Che osserva: “Oltre la metà di tutti i semiconduttori che vengono realizzati e utilizzati nel mondo sono destinati a prodotti consumer come computer, smartphone e televisori digitali. Solo circa il 12% dei microchip viene impiegato dal mondo dell’industria, e soltanto il 10% del totale dal settore Automotive.
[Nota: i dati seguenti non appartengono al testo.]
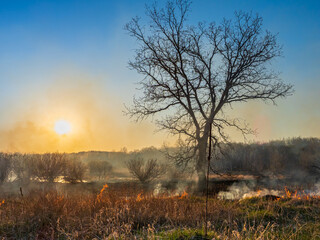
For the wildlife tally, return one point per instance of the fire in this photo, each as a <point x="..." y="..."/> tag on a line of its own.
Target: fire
<point x="139" y="198"/>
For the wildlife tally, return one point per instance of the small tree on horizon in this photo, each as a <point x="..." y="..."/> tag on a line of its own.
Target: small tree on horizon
<point x="145" y="171"/>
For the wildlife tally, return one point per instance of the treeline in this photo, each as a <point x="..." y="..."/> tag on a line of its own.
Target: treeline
<point x="50" y="167"/>
<point x="297" y="157"/>
<point x="291" y="156"/>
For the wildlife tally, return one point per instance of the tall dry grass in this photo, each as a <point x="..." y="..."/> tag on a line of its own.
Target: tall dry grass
<point x="121" y="213"/>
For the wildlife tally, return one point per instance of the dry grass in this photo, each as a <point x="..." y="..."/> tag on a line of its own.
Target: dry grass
<point x="119" y="213"/>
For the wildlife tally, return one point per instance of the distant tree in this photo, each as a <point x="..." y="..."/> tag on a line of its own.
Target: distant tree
<point x="75" y="171"/>
<point x="48" y="166"/>
<point x="22" y="167"/>
<point x="5" y="165"/>
<point x="99" y="168"/>
<point x="195" y="73"/>
<point x="145" y="171"/>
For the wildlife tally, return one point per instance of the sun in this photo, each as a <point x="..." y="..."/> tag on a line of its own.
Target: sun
<point x="62" y="127"/>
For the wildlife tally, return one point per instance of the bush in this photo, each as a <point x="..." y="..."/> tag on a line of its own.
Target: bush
<point x="48" y="166"/>
<point x="99" y="168"/>
<point x="75" y="171"/>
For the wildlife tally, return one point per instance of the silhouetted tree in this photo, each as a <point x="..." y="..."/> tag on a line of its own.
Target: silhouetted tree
<point x="99" y="168"/>
<point x="48" y="166"/>
<point x="194" y="73"/>
<point x="75" y="171"/>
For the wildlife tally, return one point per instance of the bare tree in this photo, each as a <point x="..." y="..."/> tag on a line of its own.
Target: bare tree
<point x="99" y="168"/>
<point x="147" y="171"/>
<point x="195" y="73"/>
<point x="75" y="171"/>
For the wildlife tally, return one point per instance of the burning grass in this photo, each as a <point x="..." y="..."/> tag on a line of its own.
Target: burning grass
<point x="124" y="214"/>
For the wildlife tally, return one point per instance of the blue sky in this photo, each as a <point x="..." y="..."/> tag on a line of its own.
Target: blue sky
<point x="64" y="45"/>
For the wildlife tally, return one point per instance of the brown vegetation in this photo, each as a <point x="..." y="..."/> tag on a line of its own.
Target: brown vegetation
<point x="120" y="212"/>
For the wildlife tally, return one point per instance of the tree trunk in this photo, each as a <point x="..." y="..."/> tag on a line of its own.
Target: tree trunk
<point x="201" y="164"/>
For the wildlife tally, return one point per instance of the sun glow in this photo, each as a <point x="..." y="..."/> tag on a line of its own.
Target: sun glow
<point x="62" y="127"/>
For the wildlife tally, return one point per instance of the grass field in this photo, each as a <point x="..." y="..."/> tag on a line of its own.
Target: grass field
<point x="126" y="213"/>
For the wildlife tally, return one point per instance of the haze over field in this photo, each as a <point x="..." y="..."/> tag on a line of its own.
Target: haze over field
<point x="68" y="61"/>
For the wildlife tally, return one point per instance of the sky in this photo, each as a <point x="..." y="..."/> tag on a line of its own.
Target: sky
<point x="68" y="60"/>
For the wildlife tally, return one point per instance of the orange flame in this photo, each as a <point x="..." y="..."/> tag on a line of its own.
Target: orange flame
<point x="139" y="198"/>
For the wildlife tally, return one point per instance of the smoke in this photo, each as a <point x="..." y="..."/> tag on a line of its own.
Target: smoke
<point x="93" y="110"/>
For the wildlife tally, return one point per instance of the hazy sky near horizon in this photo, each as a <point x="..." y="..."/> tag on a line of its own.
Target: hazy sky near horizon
<point x="69" y="60"/>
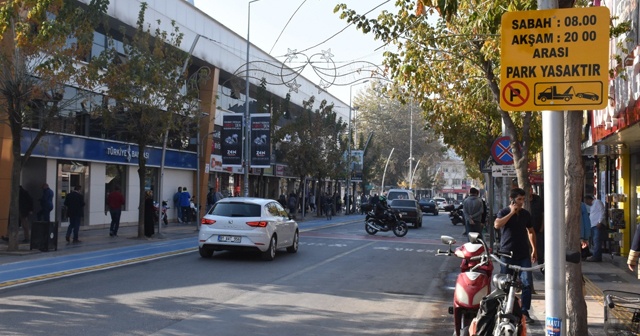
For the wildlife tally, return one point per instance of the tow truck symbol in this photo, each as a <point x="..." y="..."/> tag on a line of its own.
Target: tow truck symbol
<point x="551" y="93"/>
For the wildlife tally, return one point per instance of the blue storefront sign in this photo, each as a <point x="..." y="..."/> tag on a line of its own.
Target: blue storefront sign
<point x="64" y="146"/>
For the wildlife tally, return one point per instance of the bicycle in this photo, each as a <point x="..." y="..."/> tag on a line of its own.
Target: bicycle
<point x="500" y="312"/>
<point x="621" y="313"/>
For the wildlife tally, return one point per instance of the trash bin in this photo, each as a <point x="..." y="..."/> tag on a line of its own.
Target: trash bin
<point x="44" y="236"/>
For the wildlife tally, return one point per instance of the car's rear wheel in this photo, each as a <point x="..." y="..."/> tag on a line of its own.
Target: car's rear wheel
<point x="294" y="247"/>
<point x="205" y="252"/>
<point x="270" y="253"/>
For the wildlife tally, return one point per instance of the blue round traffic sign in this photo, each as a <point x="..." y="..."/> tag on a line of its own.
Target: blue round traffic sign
<point x="501" y="151"/>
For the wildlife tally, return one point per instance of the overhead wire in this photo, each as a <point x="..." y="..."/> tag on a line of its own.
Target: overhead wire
<point x="285" y="26"/>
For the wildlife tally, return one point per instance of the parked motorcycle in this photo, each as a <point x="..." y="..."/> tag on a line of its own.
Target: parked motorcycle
<point x="472" y="284"/>
<point x="457" y="216"/>
<point x="392" y="222"/>
<point x="500" y="312"/>
<point x="164" y="212"/>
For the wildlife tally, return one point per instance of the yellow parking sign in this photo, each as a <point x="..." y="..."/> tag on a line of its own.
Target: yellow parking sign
<point x="555" y="59"/>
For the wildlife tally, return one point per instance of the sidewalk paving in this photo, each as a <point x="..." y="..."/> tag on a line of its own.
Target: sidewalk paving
<point x="611" y="273"/>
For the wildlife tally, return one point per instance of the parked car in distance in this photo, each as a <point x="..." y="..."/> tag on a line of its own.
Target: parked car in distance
<point x="400" y="194"/>
<point x="441" y="202"/>
<point x="427" y="205"/>
<point x="409" y="210"/>
<point x="247" y="224"/>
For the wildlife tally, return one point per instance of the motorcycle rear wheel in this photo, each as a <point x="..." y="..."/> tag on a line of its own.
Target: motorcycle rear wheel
<point x="369" y="229"/>
<point x="401" y="229"/>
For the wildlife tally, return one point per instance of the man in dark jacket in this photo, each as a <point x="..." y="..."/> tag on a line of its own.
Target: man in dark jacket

Una grossa fetta, pari al 24% del totale, in pratica un chip su quattro tra quelli prodotti, viene invece installato in infrastrutture di TLC e reti mobili, ancora di più con lo sviluppo delle nuove reti 5G”. Non sono quindi l’industria e l’Automotive a ‘mangiarsi’ la gran parte dei microchip in circolazione, bensì il variegato universo dei prodotti elettronici consumer, computer e telefonia.
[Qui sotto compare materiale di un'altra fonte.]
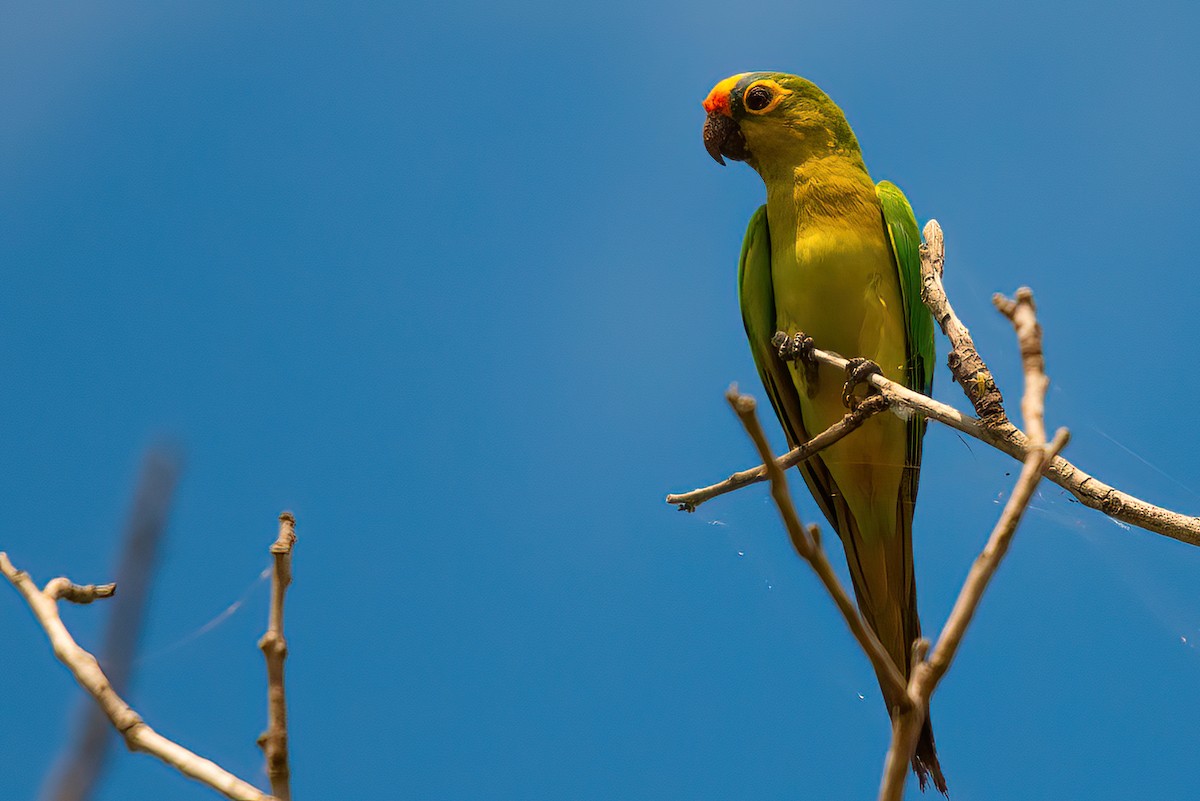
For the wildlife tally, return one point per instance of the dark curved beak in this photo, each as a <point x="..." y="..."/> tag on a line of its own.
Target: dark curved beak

Nel mondo i produttori di semiconduttori non sono moltissimi: i chip più evoluti e sofisticati vengono realizzati soprattutto a Taiwan, quelli specializzati nelle loro memorie si trovano innanzitutto in Corea del Sud (Samsung) e Giappone, poi ci sono anche aziende specializzate americane ed europee.
L’autosufficienza ha costi troppo alti (e la concentrazione paga)
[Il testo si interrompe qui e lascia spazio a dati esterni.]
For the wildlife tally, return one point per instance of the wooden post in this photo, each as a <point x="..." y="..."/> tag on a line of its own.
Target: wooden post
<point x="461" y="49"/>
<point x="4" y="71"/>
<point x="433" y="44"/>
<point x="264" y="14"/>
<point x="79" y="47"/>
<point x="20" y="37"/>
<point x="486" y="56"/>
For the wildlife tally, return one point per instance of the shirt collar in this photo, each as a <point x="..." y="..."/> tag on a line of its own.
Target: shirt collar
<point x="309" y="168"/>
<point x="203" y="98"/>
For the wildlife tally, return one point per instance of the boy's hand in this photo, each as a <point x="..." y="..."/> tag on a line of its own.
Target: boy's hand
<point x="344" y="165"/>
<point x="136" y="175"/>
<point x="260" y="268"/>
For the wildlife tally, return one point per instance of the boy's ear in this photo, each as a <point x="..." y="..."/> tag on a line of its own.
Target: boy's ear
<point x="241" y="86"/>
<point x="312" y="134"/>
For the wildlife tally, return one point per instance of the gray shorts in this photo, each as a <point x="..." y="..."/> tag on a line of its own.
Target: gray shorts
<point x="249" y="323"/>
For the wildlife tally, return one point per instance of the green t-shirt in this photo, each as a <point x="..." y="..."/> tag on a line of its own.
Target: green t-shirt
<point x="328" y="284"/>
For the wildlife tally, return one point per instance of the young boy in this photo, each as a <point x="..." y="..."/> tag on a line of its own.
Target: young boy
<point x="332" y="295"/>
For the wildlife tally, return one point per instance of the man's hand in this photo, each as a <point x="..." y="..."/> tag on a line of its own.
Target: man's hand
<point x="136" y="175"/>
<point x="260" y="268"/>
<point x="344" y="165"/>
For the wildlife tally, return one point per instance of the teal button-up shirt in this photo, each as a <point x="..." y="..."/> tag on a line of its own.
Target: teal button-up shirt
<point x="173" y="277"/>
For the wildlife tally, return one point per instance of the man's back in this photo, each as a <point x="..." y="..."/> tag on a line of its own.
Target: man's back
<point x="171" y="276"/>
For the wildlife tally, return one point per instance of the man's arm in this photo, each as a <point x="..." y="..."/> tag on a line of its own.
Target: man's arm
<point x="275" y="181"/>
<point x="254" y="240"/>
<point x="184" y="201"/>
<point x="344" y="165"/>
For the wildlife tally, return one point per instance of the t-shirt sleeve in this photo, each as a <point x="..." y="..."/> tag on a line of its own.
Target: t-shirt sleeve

Ma una recente analisi del settore realizzata da Boston Consulting Group mette in evidenza alcune certezze piuttosto scomode: l’autosufficienza nel mondo dei semiconduttori ha costi altissimi, costerebbe oltre un triliardo di dollari (per la precisione 1,3 triliardi di dollari), più 100 miliardi di dollari l’anno di costi operativi, proprio perché costa moltissimo realizzare la fabbriche di microchip e poi farle funzionare.
“Puntare a regionalizzare la produzione di semiconduttori, puntare all’autosufficienza in questo campo è una chimera praticamente irrealizzabile o comunque non conveniente”, sottolinea Gabriele Braga, membro del managing board di Anie Componenti Elettronici.
E sottolinea invece: “questa situazione di interdipendenza, nella produzione e nell’uso di chip a livello mondiale, permette di tenere più bassi i costi e quindi i prezzi dell’elettronica, che altrimenti crescerebbero si stima almeno del 50-60% proprio a causa dei maggiori costi se la produzione fosse più distribuita e parcellizzata”.
Per questo lo specialista di Anie Componenti Elettronici fa anche notare che “molto difficilmente l’attuale situazione di scenario cambierà in tempi brevi e in modo sostanziale: basti considerare che per costruire da zero una nuova fabbrica di microchip occorrono alcuni anni e i costi ammontano a decine di miliardi di dollari. Per questo una possibile via d’uscita alla scarsità di semiconduttori a livello mondiale sta ad esempio nel ripensare e aggiornare l’ingegneria dei materiali e dei componenti elettronici – a livello di progetto, e poi di produzione –, ottimizzare le scelte d’uso dei chip, ridurre i costi collegati, ed è anche molto importante, in questo quadro e in prospettiva, ottimizzare le supply chain per lo sviluppo di tecnologie ed elettronica”.
Da Anie Componenti Elettronici fanno anche notare che circa il 60% di questi componenti elettronici essenziali “vengono utilizzati – e quindi prodotti in proprio o acquistati – a livello globale da non più di una decina di grandi nomi della tecnologia mondiale, come Apple, Samsung, Hp, Huawei, Lenovo, per cui il mercato è facilmente influenzabile dalle mosse, dalle richieste e strategie di questi colossi”. Ma la situazione non cambierà tanto facilmente, il gigantesco mondo delle nuove tecnologie e del digitale rischia di essere messo in difficoltà dall’infinitamente piccolo di un microchip di silicio.